31- LEFT OUT- “At the door was a woman with a book to write down the names of attending parents…Her finger traveled negligently down a list of choirboy names, as though she knew what she’d find. “You didn’t have any boys in the choir,” she said. They had erased my boy’s names from the choir list. Were they going to get off that easy? My boys sang in the choir during the school year in 1977 and ‘78 up to the England trip.’ Nope. She closed the book…‘No record.’ ‘Try and prove it,’ she might as well have said. ‘This meeting is for choir parents only. You’ll have to leave.”
32-BACKSTORY- “The bookshop, in people’s minds, had a kind of authority. It was a place where you went to get information. Or in this case, to provide it, in case it was needed. I hadn’t expected the confidences…pedophilia was common at the Cathedral, was what their stories said. It went way back. You could almost call it a tradition… The church was mounting a vigorous defence, seeking to prove the quality of the boy’s parenting was at fault, rather than the minor inconvenience of a pedophilic choirmaster.” In the midst of this, Dick was stabbed in prison.
33- PICKETING- “If I had been given the column for any purpose at all, it was for such a time as this. Maybe even the boys being in the choir was so that, at a time like this, I’d be involved…Was it a good idea to take along a man who had been recently stabbed inside a prison? A man who hadn’t lived in the real world for the past several years? Wouldn’t this, at the very least, inflame his paranoia and unleash his adrenalin, not to mention putting his recovery back to go? But then, was there anything I could do, to stop him?
34- REACTION- “GIVE ME THAT!” the [vicar] bellowed…with one huge hand he grabbed my St Nicholas and the Dragon sign and broke it across his knee…’GO HOME!’ he yelled. Then he threw the pieces of my sign at my feet, turned and walked away… As I watched his departing back, all the vicars in literary history rose up in outrage. Trollop, Thackeray, Wodehouse, Holt, even Dibney. But this churchman didn’t seem aware of any tradition…this was my church, yet it seemed to have only that one message for me.”
35- PEDOPHILES-‘Last Crack At Jane Austen Before The 401′! (sign on my bookshop lawn). The author of the only book any of us parents could find on pedophilia, was Mary Wells who had written a government pamphlet on the problem.

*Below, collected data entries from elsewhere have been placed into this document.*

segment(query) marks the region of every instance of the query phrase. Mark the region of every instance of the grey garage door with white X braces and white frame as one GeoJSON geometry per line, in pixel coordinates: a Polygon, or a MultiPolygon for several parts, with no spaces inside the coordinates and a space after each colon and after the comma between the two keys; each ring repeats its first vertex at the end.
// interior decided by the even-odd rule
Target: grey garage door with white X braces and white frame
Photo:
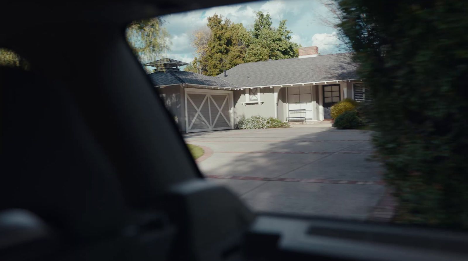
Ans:
{"type": "Polygon", "coordinates": [[[233,91],[185,88],[187,132],[234,129],[233,91]]]}

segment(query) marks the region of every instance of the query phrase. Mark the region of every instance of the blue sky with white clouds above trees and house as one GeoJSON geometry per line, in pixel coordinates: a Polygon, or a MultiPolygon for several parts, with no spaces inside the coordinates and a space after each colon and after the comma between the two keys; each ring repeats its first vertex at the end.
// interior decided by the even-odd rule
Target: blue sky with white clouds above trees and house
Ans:
{"type": "Polygon", "coordinates": [[[171,51],[163,56],[190,63],[195,57],[190,38],[195,30],[206,26],[207,17],[222,15],[250,28],[255,21],[256,11],[270,13],[274,27],[278,26],[280,20],[286,19],[286,26],[292,31],[292,41],[303,47],[316,45],[322,55],[341,52],[336,29],[322,22],[321,17],[331,17],[331,14],[319,0],[269,0],[162,16],[172,42],[171,51]]]}

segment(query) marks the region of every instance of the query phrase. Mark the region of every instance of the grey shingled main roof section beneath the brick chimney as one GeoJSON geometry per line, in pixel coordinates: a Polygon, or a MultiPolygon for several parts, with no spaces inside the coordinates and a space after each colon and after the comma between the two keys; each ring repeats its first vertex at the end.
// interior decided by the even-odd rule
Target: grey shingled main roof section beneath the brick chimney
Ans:
{"type": "Polygon", "coordinates": [[[218,76],[238,87],[354,80],[357,64],[349,53],[290,58],[236,65],[218,76]]]}

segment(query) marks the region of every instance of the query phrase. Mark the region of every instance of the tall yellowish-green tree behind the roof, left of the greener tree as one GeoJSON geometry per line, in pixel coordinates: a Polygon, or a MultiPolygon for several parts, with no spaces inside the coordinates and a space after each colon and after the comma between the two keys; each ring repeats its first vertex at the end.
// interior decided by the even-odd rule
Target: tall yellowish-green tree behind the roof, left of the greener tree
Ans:
{"type": "Polygon", "coordinates": [[[243,26],[234,25],[222,15],[208,17],[208,28],[211,37],[207,44],[204,57],[200,58],[200,66],[205,68],[206,75],[216,76],[223,70],[230,69],[243,63],[246,46],[241,41],[240,35],[245,30],[243,26]]]}

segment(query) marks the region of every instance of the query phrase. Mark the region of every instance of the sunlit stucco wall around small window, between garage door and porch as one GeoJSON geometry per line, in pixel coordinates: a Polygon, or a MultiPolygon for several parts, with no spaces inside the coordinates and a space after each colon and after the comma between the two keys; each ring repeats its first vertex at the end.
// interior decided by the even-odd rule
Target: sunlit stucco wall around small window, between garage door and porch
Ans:
{"type": "Polygon", "coordinates": [[[254,115],[260,115],[265,117],[275,116],[275,101],[273,98],[273,88],[264,87],[259,88],[260,101],[262,104],[246,104],[245,102],[245,90],[234,91],[234,121],[237,123],[242,116],[246,118],[254,115]]]}

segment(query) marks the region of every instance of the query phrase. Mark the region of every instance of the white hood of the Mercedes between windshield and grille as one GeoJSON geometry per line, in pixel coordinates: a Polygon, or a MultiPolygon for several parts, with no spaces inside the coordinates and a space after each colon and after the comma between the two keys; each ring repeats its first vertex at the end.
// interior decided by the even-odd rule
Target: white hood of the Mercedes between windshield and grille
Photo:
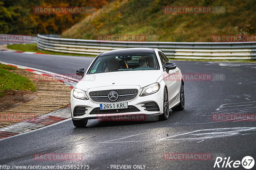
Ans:
{"type": "Polygon", "coordinates": [[[155,83],[161,75],[162,74],[159,70],[136,70],[86,74],[76,84],[76,88],[83,89],[85,91],[96,87],[120,85],[137,85],[142,88],[155,83]]]}

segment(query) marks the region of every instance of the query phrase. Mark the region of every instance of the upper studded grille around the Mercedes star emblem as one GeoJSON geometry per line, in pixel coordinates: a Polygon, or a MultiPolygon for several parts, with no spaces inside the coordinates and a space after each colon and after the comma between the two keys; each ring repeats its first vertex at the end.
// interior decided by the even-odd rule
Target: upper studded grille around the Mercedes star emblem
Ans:
{"type": "Polygon", "coordinates": [[[102,103],[113,103],[108,99],[108,94],[111,91],[115,91],[118,94],[118,98],[114,102],[123,102],[127,100],[134,99],[139,90],[138,89],[116,89],[116,90],[101,90],[101,91],[91,91],[89,96],[94,102],[102,102],[102,103]]]}

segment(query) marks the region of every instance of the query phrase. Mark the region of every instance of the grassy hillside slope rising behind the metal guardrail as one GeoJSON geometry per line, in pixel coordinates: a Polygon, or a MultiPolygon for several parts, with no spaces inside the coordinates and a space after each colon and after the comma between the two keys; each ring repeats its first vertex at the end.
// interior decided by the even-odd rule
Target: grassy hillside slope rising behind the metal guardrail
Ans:
{"type": "Polygon", "coordinates": [[[211,42],[212,35],[255,35],[253,0],[118,0],[63,32],[63,38],[155,35],[159,41],[211,42]],[[224,6],[224,14],[164,14],[164,6],[224,6]]]}

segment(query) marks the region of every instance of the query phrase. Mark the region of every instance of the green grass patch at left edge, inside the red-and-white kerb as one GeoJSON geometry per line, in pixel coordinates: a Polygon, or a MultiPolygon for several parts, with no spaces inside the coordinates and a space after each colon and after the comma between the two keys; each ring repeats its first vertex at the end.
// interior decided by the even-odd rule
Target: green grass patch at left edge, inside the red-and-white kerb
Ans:
{"type": "Polygon", "coordinates": [[[36,91],[34,84],[28,78],[8,71],[13,69],[16,67],[0,63],[0,97],[4,97],[5,93],[11,90],[36,91]]]}

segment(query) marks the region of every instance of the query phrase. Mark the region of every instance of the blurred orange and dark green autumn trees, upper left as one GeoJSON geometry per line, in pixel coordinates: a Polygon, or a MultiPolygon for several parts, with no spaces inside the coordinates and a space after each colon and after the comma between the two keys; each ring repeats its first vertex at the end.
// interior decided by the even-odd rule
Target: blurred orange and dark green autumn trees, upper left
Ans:
{"type": "Polygon", "coordinates": [[[0,0],[1,34],[61,34],[75,23],[91,14],[36,14],[40,7],[95,7],[108,4],[109,0],[0,0]]]}

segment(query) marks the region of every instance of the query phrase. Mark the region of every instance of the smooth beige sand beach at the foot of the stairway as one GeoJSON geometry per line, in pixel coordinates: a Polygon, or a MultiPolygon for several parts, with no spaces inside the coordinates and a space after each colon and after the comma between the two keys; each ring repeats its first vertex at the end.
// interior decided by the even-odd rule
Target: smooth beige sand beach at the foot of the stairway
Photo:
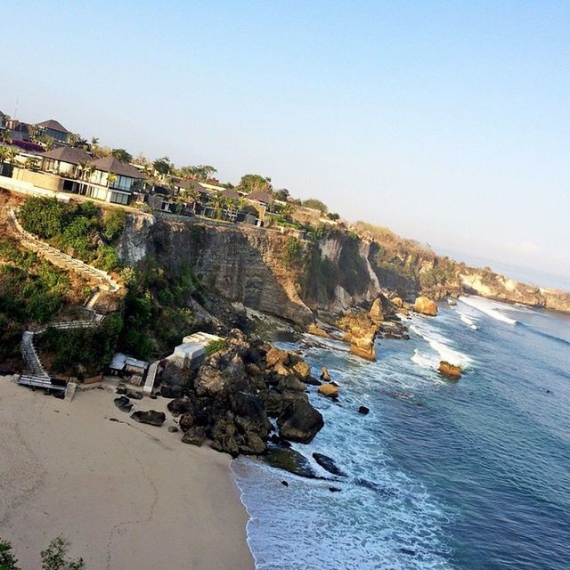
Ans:
{"type": "Polygon", "coordinates": [[[0,537],[20,566],[39,568],[62,534],[87,570],[253,568],[228,456],[182,444],[170,419],[135,422],[113,398],[95,388],[69,403],[0,377],[0,537]]]}

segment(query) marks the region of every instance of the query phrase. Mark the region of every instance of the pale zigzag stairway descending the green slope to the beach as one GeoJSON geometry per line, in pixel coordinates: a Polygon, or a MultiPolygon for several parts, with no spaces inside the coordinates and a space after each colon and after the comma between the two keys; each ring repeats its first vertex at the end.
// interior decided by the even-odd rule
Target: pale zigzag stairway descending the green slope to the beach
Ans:
{"type": "Polygon", "coordinates": [[[53,248],[36,236],[26,232],[20,225],[16,213],[13,209],[10,210],[9,220],[14,229],[15,237],[20,240],[20,243],[25,248],[28,248],[38,256],[45,257],[53,265],[57,265],[67,271],[78,273],[85,277],[88,281],[96,281],[97,287],[94,289],[93,294],[89,297],[84,305],[84,309],[89,315],[88,319],[81,321],[68,321],[68,322],[53,322],[45,327],[36,330],[25,330],[22,334],[20,348],[24,362],[28,365],[29,373],[20,374],[18,379],[19,384],[34,386],[34,387],[49,387],[54,388],[49,374],[45,371],[42,362],[37,355],[36,347],[34,346],[34,337],[37,334],[45,332],[48,329],[55,330],[68,330],[68,329],[85,329],[97,326],[102,322],[104,315],[95,311],[97,300],[101,291],[110,291],[112,293],[118,292],[121,285],[112,279],[109,273],[97,269],[93,265],[85,264],[85,262],[75,257],[68,256],[57,248],[53,248]]]}

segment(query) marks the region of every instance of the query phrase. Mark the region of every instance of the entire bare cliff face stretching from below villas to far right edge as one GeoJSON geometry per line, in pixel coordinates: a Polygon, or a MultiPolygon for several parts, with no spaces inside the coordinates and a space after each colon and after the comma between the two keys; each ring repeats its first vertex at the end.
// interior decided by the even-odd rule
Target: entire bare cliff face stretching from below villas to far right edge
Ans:
{"type": "MultiPolygon", "coordinates": [[[[371,227],[371,226],[368,226],[371,227]]],[[[311,239],[245,225],[128,216],[119,254],[129,264],[190,265],[216,295],[307,324],[315,311],[369,306],[385,293],[413,300],[477,294],[570,311],[570,294],[539,289],[436,256],[411,240],[329,231],[311,239]]]]}

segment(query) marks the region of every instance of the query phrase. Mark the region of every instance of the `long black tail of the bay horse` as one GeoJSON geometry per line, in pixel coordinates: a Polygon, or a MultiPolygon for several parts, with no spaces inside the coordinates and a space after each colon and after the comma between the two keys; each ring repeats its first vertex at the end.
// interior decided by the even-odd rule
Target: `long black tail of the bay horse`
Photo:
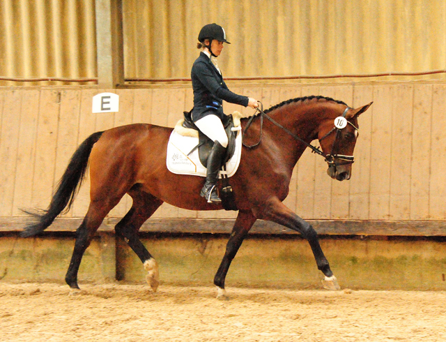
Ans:
{"type": "Polygon", "coordinates": [[[21,234],[22,237],[38,235],[47,229],[59,214],[64,214],[70,210],[82,181],[85,178],[91,149],[93,149],[93,145],[99,140],[102,133],[104,132],[93,133],[77,148],[57,185],[57,189],[47,210],[23,210],[26,214],[37,218],[38,222],[25,227],[21,234]]]}

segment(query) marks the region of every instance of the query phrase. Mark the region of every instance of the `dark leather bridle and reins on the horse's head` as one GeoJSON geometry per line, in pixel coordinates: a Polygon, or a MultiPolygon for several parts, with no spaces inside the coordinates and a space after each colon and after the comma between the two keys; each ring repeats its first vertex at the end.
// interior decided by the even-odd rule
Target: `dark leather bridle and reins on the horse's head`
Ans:
{"type": "MultiPolygon", "coordinates": [[[[259,102],[259,101],[257,101],[257,102],[259,102]]],[[[319,156],[323,156],[330,168],[331,167],[336,168],[337,166],[340,166],[340,165],[346,165],[346,164],[351,164],[351,163],[355,162],[354,156],[346,156],[344,154],[334,154],[333,153],[335,151],[335,149],[337,148],[337,144],[339,143],[339,136],[341,135],[341,130],[343,128],[345,128],[347,126],[347,124],[351,124],[351,126],[353,126],[353,128],[355,128],[356,131],[359,131],[359,128],[357,128],[355,125],[353,125],[350,121],[346,120],[346,114],[347,114],[347,111],[349,109],[351,109],[350,107],[347,106],[346,109],[344,110],[344,112],[341,114],[341,117],[337,117],[336,119],[334,119],[334,127],[327,134],[325,134],[323,137],[321,137],[321,139],[319,139],[319,142],[321,142],[326,137],[328,137],[331,133],[336,131],[336,137],[334,138],[331,152],[330,152],[330,154],[325,154],[325,153],[323,153],[323,151],[321,151],[321,149],[319,149],[318,147],[314,147],[312,144],[309,144],[305,140],[302,140],[300,137],[298,137],[298,135],[295,135],[293,132],[289,131],[289,129],[285,128],[284,126],[279,124],[277,121],[272,119],[272,117],[268,116],[268,114],[266,114],[266,112],[263,112],[263,104],[261,102],[259,102],[259,103],[260,103],[261,107],[256,108],[256,112],[258,112],[258,114],[260,114],[259,141],[256,142],[256,144],[252,144],[252,145],[247,145],[247,144],[245,144],[245,142],[243,142],[243,137],[245,136],[245,133],[247,132],[249,126],[251,126],[252,120],[254,119],[254,117],[256,117],[256,114],[254,114],[252,117],[249,118],[249,121],[247,122],[245,129],[243,130],[242,144],[244,147],[247,147],[248,149],[252,149],[260,144],[260,142],[262,140],[262,132],[263,132],[263,117],[266,117],[266,119],[270,120],[272,122],[272,124],[275,124],[277,127],[282,128],[283,131],[285,131],[286,133],[291,135],[291,137],[293,137],[295,140],[302,142],[302,144],[305,144],[305,146],[312,149],[313,153],[318,154],[319,156]],[[343,118],[343,119],[339,119],[339,118],[343,118]],[[339,120],[339,123],[342,121],[342,124],[337,124],[337,120],[339,120]],[[336,160],[340,160],[340,161],[344,161],[344,162],[337,163],[336,160]]]]}

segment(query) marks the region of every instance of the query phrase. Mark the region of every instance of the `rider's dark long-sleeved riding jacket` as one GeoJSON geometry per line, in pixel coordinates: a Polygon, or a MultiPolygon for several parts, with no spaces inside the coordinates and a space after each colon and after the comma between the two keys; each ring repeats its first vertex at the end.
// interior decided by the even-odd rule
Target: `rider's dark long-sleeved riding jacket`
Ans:
{"type": "Polygon", "coordinates": [[[204,52],[201,52],[194,61],[191,78],[192,89],[194,89],[193,121],[198,121],[208,114],[216,114],[222,119],[224,117],[223,100],[245,107],[248,105],[247,96],[237,95],[228,89],[222,75],[204,52]]]}

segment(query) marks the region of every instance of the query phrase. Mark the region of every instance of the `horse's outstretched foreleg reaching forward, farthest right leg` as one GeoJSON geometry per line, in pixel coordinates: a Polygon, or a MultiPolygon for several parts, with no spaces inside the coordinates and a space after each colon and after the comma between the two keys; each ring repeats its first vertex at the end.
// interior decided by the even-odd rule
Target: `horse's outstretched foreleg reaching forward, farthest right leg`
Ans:
{"type": "Polygon", "coordinates": [[[318,269],[325,275],[325,279],[322,281],[324,288],[328,288],[329,290],[339,290],[337,279],[330,269],[328,260],[325,258],[321,245],[319,244],[318,234],[312,225],[285,207],[282,202],[268,206],[266,217],[263,218],[284,225],[296,232],[300,232],[300,235],[307,239],[309,246],[312,248],[318,269]]]}

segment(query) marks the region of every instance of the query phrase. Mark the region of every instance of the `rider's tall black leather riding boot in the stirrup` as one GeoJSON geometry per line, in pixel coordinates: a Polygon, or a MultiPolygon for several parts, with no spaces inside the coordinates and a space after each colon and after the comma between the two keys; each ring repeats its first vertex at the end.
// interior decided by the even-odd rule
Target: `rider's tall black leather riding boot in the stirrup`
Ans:
{"type": "Polygon", "coordinates": [[[226,148],[222,147],[220,142],[215,141],[208,156],[206,182],[200,191],[201,197],[206,198],[208,203],[220,204],[222,202],[217,193],[217,179],[218,172],[220,172],[220,168],[222,167],[222,159],[225,151],[226,148]]]}

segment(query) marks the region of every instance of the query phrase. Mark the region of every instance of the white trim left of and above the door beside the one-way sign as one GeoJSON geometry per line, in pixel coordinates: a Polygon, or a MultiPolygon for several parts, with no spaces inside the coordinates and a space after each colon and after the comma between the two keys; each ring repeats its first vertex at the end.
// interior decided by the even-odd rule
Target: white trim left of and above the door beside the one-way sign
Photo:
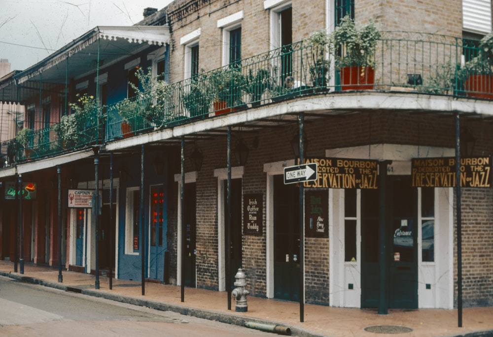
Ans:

The Cathedral appointed her as a convener, to restore order. “An objective, experienced outsider was desperately needed before something awful happened. Would she understand? ..Our picket line was inflicting loss on the individuals of this congregation every day, driving down donations, humiliating them in the press, causing them anxiety about the future. We were pushing them to the wall and they were fighting back.”
36- AFTER- “It was February…we were invited to come forward, light a small white candle and stick it in a snowbank till waves of small flames circled the building…I stood alone for awhile, watching the huge crowd…finally I got in line and took a candle…there were many bodies jostling in the relatively narrow space…I felt a sense of peace as I bent down and lit my white candle from others in the snow bank.I had been part of what made this historic occasion happen…I set my candle down beside the others. ‘Oh no you don’t,’ a voice said behind me…she yanked my candle out of the snow…and threw it disdainfully over her shoulder into the darkness.”